Fault tolerant and high availability software packages have been available for several types of UNIX in the past, but SCO operating systems have been generally ignored. The idea of a high availability system is usually to have two (or more) machines that are similarly configured with continual updates between the two to synchronize filesystems. If one machine fails for any reason, another machine instantly kicks in and takes over the role of the failed machine. For application and Web servers, high availability is a necessity for many corporation, justifying the investment in duplicate hardware and high-availability software. Savoir Technology has developed SavWareHA for SCO OSs specifically to provide this type of availability. (SavWareHA used to be marketed under the name Sentinel.)

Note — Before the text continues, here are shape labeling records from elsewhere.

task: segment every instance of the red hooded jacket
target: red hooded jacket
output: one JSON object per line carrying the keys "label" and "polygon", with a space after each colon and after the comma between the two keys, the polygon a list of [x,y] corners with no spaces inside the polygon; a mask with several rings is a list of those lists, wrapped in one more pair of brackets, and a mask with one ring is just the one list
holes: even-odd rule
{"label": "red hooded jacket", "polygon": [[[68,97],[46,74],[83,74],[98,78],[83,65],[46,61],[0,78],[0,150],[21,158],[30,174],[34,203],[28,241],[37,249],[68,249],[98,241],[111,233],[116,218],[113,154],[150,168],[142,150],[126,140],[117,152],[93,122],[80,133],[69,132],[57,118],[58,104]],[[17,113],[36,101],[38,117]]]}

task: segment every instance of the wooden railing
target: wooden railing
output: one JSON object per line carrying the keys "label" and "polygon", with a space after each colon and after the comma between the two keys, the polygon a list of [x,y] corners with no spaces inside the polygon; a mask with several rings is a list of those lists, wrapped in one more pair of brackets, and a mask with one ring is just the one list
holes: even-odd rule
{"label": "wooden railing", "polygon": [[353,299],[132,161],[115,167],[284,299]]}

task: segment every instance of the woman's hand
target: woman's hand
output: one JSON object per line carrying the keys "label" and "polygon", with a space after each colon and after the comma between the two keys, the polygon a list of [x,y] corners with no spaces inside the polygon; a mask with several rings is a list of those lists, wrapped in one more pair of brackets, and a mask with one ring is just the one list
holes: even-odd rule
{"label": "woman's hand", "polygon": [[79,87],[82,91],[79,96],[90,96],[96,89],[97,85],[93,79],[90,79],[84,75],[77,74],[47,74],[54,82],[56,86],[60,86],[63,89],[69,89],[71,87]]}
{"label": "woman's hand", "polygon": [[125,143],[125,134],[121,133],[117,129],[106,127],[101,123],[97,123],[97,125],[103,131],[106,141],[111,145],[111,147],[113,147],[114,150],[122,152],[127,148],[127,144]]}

SavWareHA is composed of a set of drivers that run on the primary and backup servers. The drivers install on top of existing systems and require no modification of existing drivers or filesystems, which simplifies the task of administrators. The SavWareHA Mirror driver is responsible for ensuring the filesystems on primary and standby machines are kept synchronized (using a mirroring scheme similar to RAID 1), the Net Disk Driver handles the network connection bewteen the two machines and the SavWareHA Monitor is the routine that handles failover situations. The Monitor daemon operators primarily on the standby machine, sending messages at intervals to the primary machine (the interval is administrator adjustable). If messages are not returned, the standby assumes an active role. While the standby handles logins and requests, the primary machine (if responding) undergoes an fsck and attempts are made to repair and reload the filesystem (assuming the filesystem was the culprit in the first place)

SavWareHA runs on SCO OpenServer 5, SCO Open Desktop 2.0 or later, and SCO Unix 3.2 or later. Each machine involved in the SavWareHA package must have a TCP/IP link between themselves. SavWareHA consumes only about 1MB of disk space on the primary and standby machines, and chews up a modest 60kB of RAM in normal use. Installation proceeds through custom and is uneventful. A kernel rebuild and reboot is necessary. There are several license types available for SavWareHA, including a demo mode which works for only three days before a reboot is necessary. Mirroring in the demo mode is limited to 200MB. The full registered version has no limitations, of course.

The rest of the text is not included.